Comme tous les jours, aujourd’hui encore les avions de chasse survolent la ville et maintiennent une pression psychologique par le boucan qu’ils font. C’est aussi la 8ème journée consécutive de siège du quartier de Sur. Le fracas des explosions et le bruit des rafales retentissent toujours, les nuages de fumée montent vers le ciel derrière les murailles de la vieille ville fortifiée. A midi, en parlant avec un vendeur de journaux à Ofis, nous apprenons qu’une manifestation a lieu une heure plus tard pas loin de là où nous nous trouvons. Nous nous y rendons. Les flics sont partout : blindés, canons à eau, police anti-émeute, keufs en civil kalash’ à la main. Il s’agit pour la petite centaine de courageuses et de courageux du jour de faire entendre les revendications suivantes : la libération d’Abdullah Öcalan – toujours prisonnier sur une île turque dont il est le seul résident depuis 1999 et dont plus personne n’a de nouvelles depuis avril dernier – ; la reprise des négociations pour la paix ; et la reconnaissance d’autonomie formulée par les villes et les quartiers du Kurdistan par l’État turc. Autant dire que c’est tendu et stressant, les flics instaurant là encore une ambiance de petite terreur. Le rassemblement s’ébroue et commence à partir en manif. La police menace en hurlant dans les hauts-parleurs que manifester est interdit (comme en France !) et les blindés et les casqués se lancent illico à la poursuite de la déambulation. Les manifestants décident de ne faire qu’un tour de pâté de maison pour calmer les ardeurs de la flicaille, ne pas lui permettre de gazer, tabasser et tirer dans le tas une fois de plus. Une demi-heure plus tard, après sitting et prises de paroles, les manifestants se dispersent. Nous partons nous balader dans les quartiers alentours. Quelques heures plus tard nous avons à nouveau droit au gaz lacrymogène. Toutes les rues que nous empruntons en sont gavées. Les nombreux passants – pères de familles, lycéennes, vieilles femmes – pleurent tout comme nous. Personne ne sait vraiment ni où ni pour quelles raisons les keufs ont gazé depuis leurs blindés. Ce gaz se répand partout, il est invisible et met du temps à s’évaporer. On nous dira le lendemain que c’est un gaz d’un type nouveau, et bien plus puissant qu’avant : « Ça fait 22 ans que je suis là et que je respire du gaz, celui-ci est pire que les précédent… »

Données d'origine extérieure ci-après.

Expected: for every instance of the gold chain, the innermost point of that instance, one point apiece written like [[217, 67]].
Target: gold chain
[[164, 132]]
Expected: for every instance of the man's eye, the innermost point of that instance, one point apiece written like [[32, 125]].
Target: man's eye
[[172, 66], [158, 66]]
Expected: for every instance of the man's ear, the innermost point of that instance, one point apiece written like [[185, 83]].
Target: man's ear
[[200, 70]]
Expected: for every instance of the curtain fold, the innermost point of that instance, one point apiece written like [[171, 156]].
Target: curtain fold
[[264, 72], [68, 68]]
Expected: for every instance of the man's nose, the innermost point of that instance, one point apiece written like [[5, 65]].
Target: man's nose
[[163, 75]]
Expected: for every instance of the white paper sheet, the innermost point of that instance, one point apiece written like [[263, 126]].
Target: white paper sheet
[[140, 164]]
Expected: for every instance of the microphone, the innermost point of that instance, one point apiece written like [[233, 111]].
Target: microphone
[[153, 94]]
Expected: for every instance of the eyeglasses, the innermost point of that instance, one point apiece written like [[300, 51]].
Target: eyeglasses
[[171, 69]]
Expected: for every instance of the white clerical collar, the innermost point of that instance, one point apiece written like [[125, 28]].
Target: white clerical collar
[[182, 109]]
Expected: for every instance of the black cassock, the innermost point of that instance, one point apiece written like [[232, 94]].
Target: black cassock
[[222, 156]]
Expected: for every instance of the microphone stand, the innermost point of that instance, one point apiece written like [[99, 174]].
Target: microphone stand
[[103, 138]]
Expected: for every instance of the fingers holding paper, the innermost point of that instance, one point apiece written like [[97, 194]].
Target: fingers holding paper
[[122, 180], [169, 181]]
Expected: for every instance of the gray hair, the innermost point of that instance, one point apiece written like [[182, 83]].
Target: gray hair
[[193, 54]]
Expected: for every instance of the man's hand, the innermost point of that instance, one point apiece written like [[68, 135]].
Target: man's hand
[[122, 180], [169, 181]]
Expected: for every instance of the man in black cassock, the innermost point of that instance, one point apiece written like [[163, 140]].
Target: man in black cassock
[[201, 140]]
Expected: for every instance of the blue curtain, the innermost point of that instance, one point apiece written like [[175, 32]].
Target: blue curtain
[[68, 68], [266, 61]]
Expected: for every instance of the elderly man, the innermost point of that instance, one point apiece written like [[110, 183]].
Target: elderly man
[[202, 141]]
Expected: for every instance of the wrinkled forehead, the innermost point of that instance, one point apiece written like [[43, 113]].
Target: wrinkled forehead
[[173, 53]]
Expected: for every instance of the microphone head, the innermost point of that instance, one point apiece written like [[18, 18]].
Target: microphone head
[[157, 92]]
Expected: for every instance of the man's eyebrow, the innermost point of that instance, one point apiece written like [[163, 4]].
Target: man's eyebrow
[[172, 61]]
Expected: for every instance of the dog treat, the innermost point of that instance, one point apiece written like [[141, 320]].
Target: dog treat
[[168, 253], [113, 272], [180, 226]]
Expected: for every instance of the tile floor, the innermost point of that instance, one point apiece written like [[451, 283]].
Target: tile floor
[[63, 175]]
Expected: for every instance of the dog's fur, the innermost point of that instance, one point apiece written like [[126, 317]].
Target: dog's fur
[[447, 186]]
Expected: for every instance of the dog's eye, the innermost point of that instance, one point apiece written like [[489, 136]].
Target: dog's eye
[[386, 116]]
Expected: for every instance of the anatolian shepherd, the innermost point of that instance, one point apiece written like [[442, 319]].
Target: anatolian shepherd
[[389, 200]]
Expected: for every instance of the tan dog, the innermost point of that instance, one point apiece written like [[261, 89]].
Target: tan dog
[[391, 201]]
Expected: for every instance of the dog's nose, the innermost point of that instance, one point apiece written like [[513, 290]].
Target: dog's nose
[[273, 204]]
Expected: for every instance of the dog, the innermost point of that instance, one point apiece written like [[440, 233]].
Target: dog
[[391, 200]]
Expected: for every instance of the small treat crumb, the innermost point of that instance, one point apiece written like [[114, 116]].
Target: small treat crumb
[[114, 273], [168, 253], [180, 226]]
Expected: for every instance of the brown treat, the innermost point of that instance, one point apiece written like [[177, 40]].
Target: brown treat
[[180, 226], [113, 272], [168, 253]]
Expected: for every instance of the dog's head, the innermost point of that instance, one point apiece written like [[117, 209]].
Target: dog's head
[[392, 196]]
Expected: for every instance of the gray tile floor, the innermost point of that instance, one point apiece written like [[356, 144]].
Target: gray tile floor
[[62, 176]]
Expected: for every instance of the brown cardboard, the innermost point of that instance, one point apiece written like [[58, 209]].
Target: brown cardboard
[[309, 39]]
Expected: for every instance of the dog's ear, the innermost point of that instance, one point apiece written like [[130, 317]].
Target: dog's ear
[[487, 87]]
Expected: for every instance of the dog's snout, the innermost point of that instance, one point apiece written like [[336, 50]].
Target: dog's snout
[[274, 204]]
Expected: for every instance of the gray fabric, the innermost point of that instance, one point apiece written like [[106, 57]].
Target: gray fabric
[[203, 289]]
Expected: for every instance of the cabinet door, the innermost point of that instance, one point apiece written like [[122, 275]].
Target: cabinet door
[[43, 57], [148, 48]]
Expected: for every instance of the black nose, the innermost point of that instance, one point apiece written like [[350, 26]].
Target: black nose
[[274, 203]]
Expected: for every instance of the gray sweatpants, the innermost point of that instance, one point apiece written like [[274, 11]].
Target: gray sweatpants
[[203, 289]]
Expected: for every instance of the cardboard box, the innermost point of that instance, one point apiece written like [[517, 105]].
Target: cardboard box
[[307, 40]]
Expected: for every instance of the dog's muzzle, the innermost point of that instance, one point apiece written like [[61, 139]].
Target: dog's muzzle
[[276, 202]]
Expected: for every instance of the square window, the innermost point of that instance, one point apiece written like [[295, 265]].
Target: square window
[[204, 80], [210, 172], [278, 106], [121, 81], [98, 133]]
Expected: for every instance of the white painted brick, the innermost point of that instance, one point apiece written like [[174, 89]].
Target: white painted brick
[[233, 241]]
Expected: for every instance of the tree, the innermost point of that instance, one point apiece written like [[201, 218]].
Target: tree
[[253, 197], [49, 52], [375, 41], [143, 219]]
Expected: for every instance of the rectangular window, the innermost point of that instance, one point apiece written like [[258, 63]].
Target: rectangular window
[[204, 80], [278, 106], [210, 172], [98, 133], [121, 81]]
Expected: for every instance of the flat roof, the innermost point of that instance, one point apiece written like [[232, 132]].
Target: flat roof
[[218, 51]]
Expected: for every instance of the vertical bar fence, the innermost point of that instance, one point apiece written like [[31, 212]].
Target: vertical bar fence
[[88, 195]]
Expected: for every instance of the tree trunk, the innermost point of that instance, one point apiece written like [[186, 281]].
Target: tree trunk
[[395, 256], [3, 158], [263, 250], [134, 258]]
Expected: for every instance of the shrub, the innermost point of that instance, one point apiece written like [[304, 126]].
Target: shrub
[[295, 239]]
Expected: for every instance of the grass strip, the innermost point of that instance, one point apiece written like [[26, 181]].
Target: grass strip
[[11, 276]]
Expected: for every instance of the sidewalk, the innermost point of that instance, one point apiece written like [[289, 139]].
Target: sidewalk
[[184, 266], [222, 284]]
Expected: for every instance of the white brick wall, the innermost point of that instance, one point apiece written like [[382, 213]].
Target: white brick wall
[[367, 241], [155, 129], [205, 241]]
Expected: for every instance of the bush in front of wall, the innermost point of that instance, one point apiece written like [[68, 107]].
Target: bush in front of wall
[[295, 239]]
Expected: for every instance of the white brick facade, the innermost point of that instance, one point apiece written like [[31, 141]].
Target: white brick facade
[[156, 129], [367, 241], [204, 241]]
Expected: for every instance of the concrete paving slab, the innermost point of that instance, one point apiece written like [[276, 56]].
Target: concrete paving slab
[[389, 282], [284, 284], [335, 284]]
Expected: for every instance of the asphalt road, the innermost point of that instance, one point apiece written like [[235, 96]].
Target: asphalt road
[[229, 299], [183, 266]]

10 décembre : solidarité avec les assiégés

IMG 5891
diyarbakir 8aralik 5
13 heures. Manifestation aujourd’hui en solidarité avec les habitants et les camarades qui résistent

aux assauts de l’État dans Sur. 500 à 600 personnes, à peine, devant la Porte d’Urfa de la citadelle. Gros dispositif policier, comme d’habitude. Mais qui ne suffit pas à démotiver les manifestants qui font face. Ça tape sur les rideaux de fer baissés, ça siffle et frappe dans les mains pour faire un maximum de bruit et se faire entendre depuis l’intérieur. Ça ressemble quasiment à une manif devant une taule en soutien aux prisonniers. Beaucoup de jeunes voire de très jeunes, de 8 à 14 ans, qui courent en ribambelle. Comme le fait remarquer un manifestant, « Ce sont les mères et les enfants qui nous aident à tenir moralement. La vraie force ce sont eux ». Un bon paquet, aussi, de grand-mère remontées par des décennies de massacre, de tortures, de taules et d’humiliations racistes au quotidien.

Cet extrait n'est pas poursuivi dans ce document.